Logistic regression with classical error and missing data

Error types Likelihood Response Covariate with error Other covariate(s)
Classical, missing Binomial \(y\) \(w\) \(z\)

Here we show how to fit a logistic regression model.

set.seed(1)
nn <- 1000

z <- rbinom(nn, 1, 0.5)
x <- rnorm(nn, 1-0.5*z, 1)

# Error
w <- x + rnorm(nn, 0, 1)

# Generating missing data, depending on z
eta <- -1 + z
prob_missing <- exp(eta)/(1 + exp(eta))
missing_index <- rbinom(nn, 1, prob_missing)

# Proportion missing:
sum(missing_index)/nn
#> [1] 0.393

# Replace the values in w by missing in case the index for missingness is =1:
w <- ifelse(missing_index==1, NA, w)

# Generate binomial response
eta <- x + z 
prob <- exp(eta)/(1 + exp(eta))
y <- rbinom(nn, 1, prob)

data_binom <- data.frame(x = x, z = z, y = y, w = w)

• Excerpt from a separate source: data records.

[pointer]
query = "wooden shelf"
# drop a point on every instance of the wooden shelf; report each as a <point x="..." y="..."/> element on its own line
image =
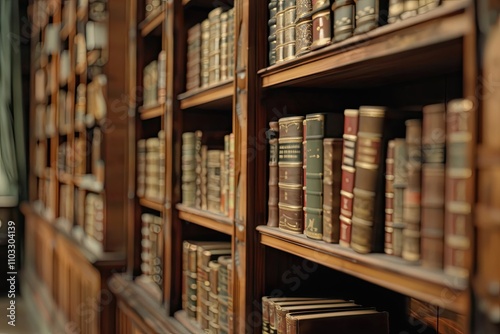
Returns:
<point x="391" y="272"/>
<point x="190" y="324"/>
<point x="142" y="305"/>
<point x="151" y="112"/>
<point x="151" y="204"/>
<point x="207" y="219"/>
<point x="417" y="46"/>
<point x="153" y="21"/>
<point x="218" y="96"/>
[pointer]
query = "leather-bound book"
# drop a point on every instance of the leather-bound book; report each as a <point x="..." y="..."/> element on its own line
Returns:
<point x="389" y="199"/>
<point x="412" y="193"/>
<point x="396" y="8"/>
<point x="280" y="31"/>
<point x="344" y="322"/>
<point x="459" y="192"/>
<point x="351" y="123"/>
<point x="272" y="137"/>
<point x="282" y="311"/>
<point x="322" y="27"/>
<point x="367" y="219"/>
<point x="332" y="180"/>
<point x="205" y="52"/>
<point x="433" y="176"/>
<point x="289" y="30"/>
<point x="370" y="14"/>
<point x="317" y="127"/>
<point x="273" y="8"/>
<point x="224" y="47"/>
<point x="343" y="19"/>
<point x="426" y="5"/>
<point x="399" y="185"/>
<point x="290" y="174"/>
<point x="303" y="27"/>
<point x="267" y="303"/>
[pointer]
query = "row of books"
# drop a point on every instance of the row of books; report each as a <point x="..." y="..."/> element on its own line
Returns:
<point x="151" y="167"/>
<point x="94" y="216"/>
<point x="208" y="174"/>
<point x="207" y="285"/>
<point x="297" y="27"/>
<point x="152" y="247"/>
<point x="329" y="183"/>
<point x="155" y="81"/>
<point x="301" y="315"/>
<point x="210" y="45"/>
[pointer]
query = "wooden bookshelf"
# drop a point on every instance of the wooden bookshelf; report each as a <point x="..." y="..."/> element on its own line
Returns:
<point x="217" y="96"/>
<point x="384" y="270"/>
<point x="420" y="45"/>
<point x="151" y="112"/>
<point x="152" y="204"/>
<point x="207" y="219"/>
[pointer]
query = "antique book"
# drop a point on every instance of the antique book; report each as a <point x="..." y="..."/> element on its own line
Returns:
<point x="396" y="8"/>
<point x="332" y="180"/>
<point x="205" y="52"/>
<point x="321" y="24"/>
<point x="290" y="174"/>
<point x="267" y="302"/>
<point x="282" y="311"/>
<point x="214" y="46"/>
<point x="273" y="7"/>
<point x="458" y="229"/>
<point x="188" y="168"/>
<point x="433" y="176"/>
<point x="351" y="123"/>
<point x="280" y="31"/>
<point x="412" y="192"/>
<point x="367" y="215"/>
<point x="344" y="322"/>
<point x="389" y="199"/>
<point x="272" y="137"/>
<point x="275" y="305"/>
<point x="343" y="19"/>
<point x="399" y="185"/>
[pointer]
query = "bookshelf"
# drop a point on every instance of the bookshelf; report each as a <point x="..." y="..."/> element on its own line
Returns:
<point x="74" y="220"/>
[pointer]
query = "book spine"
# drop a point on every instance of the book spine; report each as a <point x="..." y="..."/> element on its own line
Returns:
<point x="412" y="193"/>
<point x="351" y="124"/>
<point x="400" y="183"/>
<point x="321" y="28"/>
<point x="343" y="12"/>
<point x="273" y="175"/>
<point x="367" y="225"/>
<point x="458" y="191"/>
<point x="313" y="206"/>
<point x="290" y="174"/>
<point x="433" y="186"/>
<point x="389" y="199"/>
<point x="273" y="6"/>
<point x="332" y="180"/>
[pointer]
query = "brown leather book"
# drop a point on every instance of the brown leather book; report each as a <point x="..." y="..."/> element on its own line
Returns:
<point x="389" y="198"/>
<point x="367" y="219"/>
<point x="344" y="322"/>
<point x="459" y="193"/>
<point x="412" y="193"/>
<point x="332" y="180"/>
<point x="290" y="173"/>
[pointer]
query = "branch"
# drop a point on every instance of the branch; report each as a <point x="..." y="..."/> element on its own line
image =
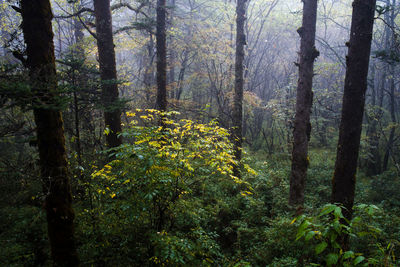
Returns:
<point x="83" y="10"/>
<point x="136" y="10"/>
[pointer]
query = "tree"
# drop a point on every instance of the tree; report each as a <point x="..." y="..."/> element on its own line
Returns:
<point x="38" y="35"/>
<point x="237" y="112"/>
<point x="108" y="71"/>
<point x="161" y="102"/>
<point x="344" y="178"/>
<point x="302" y="125"/>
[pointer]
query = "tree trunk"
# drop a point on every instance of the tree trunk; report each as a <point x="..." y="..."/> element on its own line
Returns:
<point x="344" y="178"/>
<point x="302" y="125"/>
<point x="161" y="102"/>
<point x="38" y="35"/>
<point x="237" y="112"/>
<point x="389" y="145"/>
<point x="108" y="71"/>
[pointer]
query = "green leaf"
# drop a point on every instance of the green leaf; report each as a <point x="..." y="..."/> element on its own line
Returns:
<point x="348" y="254"/>
<point x="338" y="212"/>
<point x="309" y="235"/>
<point x="328" y="209"/>
<point x="358" y="260"/>
<point x="320" y="247"/>
<point x="332" y="259"/>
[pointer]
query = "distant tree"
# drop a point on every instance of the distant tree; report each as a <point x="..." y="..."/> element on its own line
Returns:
<point x="302" y="125"/>
<point x="38" y="35"/>
<point x="108" y="71"/>
<point x="237" y="112"/>
<point x="161" y="102"/>
<point x="344" y="178"/>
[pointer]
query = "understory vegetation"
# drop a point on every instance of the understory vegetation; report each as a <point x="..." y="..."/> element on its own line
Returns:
<point x="169" y="198"/>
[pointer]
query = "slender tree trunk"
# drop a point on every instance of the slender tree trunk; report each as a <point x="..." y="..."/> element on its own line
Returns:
<point x="302" y="125"/>
<point x="79" y="54"/>
<point x="38" y="35"/>
<point x="161" y="102"/>
<point x="344" y="178"/>
<point x="389" y="145"/>
<point x="237" y="112"/>
<point x="108" y="71"/>
<point x="373" y="164"/>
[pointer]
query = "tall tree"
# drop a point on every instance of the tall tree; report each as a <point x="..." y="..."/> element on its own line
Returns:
<point x="344" y="178"/>
<point x="392" y="99"/>
<point x="237" y="112"/>
<point x="161" y="101"/>
<point x="108" y="71"/>
<point x="38" y="35"/>
<point x="302" y="125"/>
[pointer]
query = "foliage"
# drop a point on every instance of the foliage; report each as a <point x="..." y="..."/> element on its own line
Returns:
<point x="325" y="231"/>
<point x="165" y="188"/>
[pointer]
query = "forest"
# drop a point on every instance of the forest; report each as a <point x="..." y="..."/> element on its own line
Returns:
<point x="199" y="133"/>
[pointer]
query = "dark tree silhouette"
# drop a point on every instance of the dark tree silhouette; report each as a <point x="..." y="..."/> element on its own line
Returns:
<point x="237" y="112"/>
<point x="302" y="125"/>
<point x="344" y="178"/>
<point x="161" y="102"/>
<point x="108" y="71"/>
<point x="38" y="35"/>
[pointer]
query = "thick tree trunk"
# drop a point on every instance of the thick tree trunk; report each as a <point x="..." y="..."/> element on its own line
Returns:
<point x="302" y="125"/>
<point x="108" y="71"/>
<point x="237" y="112"/>
<point x="344" y="178"/>
<point x="38" y="35"/>
<point x="161" y="102"/>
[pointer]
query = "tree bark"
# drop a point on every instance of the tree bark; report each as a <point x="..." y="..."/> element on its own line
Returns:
<point x="161" y="102"/>
<point x="108" y="71"/>
<point x="237" y="112"/>
<point x="302" y="125"/>
<point x="38" y="35"/>
<point x="344" y="178"/>
<point x="392" y="100"/>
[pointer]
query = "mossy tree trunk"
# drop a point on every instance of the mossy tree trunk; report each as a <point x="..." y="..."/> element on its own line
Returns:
<point x="161" y="101"/>
<point x="302" y="125"/>
<point x="237" y="111"/>
<point x="38" y="35"/>
<point x="344" y="178"/>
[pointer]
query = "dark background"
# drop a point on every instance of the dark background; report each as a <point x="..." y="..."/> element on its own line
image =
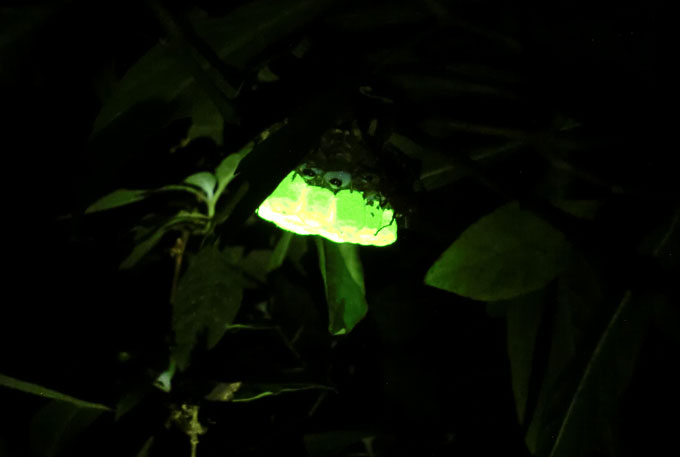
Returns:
<point x="427" y="371"/>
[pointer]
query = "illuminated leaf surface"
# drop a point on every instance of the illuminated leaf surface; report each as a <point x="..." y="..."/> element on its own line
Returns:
<point x="506" y="253"/>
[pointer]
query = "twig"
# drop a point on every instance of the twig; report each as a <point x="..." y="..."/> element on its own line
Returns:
<point x="178" y="253"/>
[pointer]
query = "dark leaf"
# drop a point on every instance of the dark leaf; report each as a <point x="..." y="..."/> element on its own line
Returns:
<point x="207" y="300"/>
<point x="117" y="198"/>
<point x="603" y="381"/>
<point x="523" y="319"/>
<point x="241" y="393"/>
<point x="144" y="451"/>
<point x="343" y="278"/>
<point x="235" y="38"/>
<point x="56" y="425"/>
<point x="334" y="443"/>
<point x="506" y="253"/>
<point x="41" y="391"/>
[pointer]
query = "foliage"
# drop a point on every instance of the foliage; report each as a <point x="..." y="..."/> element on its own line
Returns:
<point x="530" y="297"/>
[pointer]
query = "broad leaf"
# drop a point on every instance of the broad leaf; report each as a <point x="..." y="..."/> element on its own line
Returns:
<point x="56" y="425"/>
<point x="506" y="253"/>
<point x="205" y="181"/>
<point x="523" y="318"/>
<point x="226" y="170"/>
<point x="207" y="300"/>
<point x="41" y="391"/>
<point x="149" y="237"/>
<point x="603" y="381"/>
<point x="117" y="198"/>
<point x="343" y="278"/>
<point x="280" y="251"/>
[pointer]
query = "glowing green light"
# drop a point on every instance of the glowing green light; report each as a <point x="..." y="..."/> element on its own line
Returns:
<point x="343" y="217"/>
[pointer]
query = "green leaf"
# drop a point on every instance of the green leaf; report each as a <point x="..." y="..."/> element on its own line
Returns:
<point x="117" y="198"/>
<point x="238" y="392"/>
<point x="343" y="278"/>
<point x="236" y="39"/>
<point x="205" y="181"/>
<point x="41" y="391"/>
<point x="603" y="381"/>
<point x="56" y="425"/>
<point x="337" y="442"/>
<point x="523" y="316"/>
<point x="208" y="298"/>
<point x="506" y="253"/>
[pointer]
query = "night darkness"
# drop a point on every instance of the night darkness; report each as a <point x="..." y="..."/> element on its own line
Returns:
<point x="528" y="307"/>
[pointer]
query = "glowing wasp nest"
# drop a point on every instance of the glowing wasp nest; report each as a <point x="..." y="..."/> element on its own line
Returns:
<point x="336" y="194"/>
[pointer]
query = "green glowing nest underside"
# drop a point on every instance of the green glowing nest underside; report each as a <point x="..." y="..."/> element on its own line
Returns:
<point x="343" y="217"/>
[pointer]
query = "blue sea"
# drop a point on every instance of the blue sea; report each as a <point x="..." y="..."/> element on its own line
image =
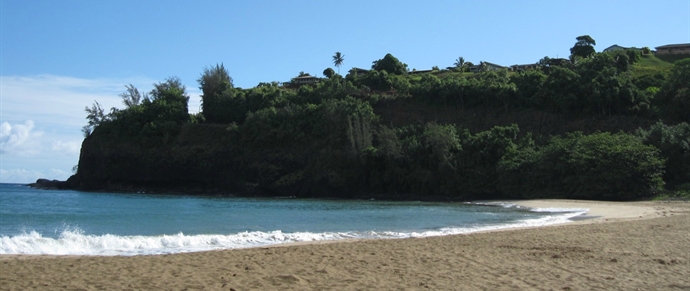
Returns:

Modeling error and missing data:

model_binom <- fit_inlamemi(data = data_binom,
                       formula_moi = y ~ w + z,
                       formula_imp = w ~ z,
                       formula_mis = m ~ z,
                       family_moi = "binomial",
                       error_type = c("classical","missing"),
                       prior.prec.classical = c(10, 9),
                       prior.prec.imp = c(10, 9),
                       prior.beta.error = c(0, 1/1000),
                       initial.prec.classical = 2,
                       initial.prec.imp = 1)

summary(model_binom)
plot(model_binom)

Poisson regression with classical error and missing data

Error types Likelihood Response Covariate with error Other covariate(s)
Classical, missing Poisson \(y\) \(w\) \(z\)

Here we show how to fit a Poisson regression model, where the model of interest has a random intercept term.

set.seed(1)
nn <- 1000

z <- rbinom(nn, 1, 0.5)
x <- rnorm(nn, 1-0.5*z, 1)

# Error
w <- x + rnorm(nn, 0, 1)

# Generating missing data, depending on z
eta <- -1 + z
prob_missing <- exp(eta)/(1 + exp(eta))
missing_index <- rbinom(nn, 1, prob_missing)

# Proportion missing:
sum(missing_index)/nn
#> [1] 0.393

# Replace the values in w by missing in case the index for missingness is =1:
w <- ifelse(missing_index==1, NA, w)

# Random effect to include in the regression model:
re <- rep(rnorm(nn/20), each = 20)

# Linear predictor
eta <-  x + z + re  

# Generate Poisson response
y <- rpois(nn, exp(eta))

data_pois <- data.frame(x = x, z = z, y = y, w = w, id = rep(seq(1:50), each = 20))

Simple regression models with correct and error-prone variables to check the effect:

library(lme4)
summary(glmer(y ~ x + z + (1|id), data = data_pois, family="poisson"))$coef

summary(glmer(y ~ w + z + (1|id), data = data_pois, family="poisson"))$coef

Modeling error and missing data:

model_pois <- fit_inlamemi(data = data_pois,
                       formula_moi = y ~ w + z + f(id,model="iid"),
                       formula_imp = w ~ z,
                       formula_mis = m ~ z,
                       family_moi = "poisson",
                       error_type = c("classical","missing"),
                       prior.prec.classical = c(19, 9),
                       prior.prec.imp = c(10, 9),
                       prior.beta.error = c(0, 1/1000),
                       initial.prec.classical = 2,
                       initial.prec.imp = 1)

summary(model_pois)
plot(model_pois)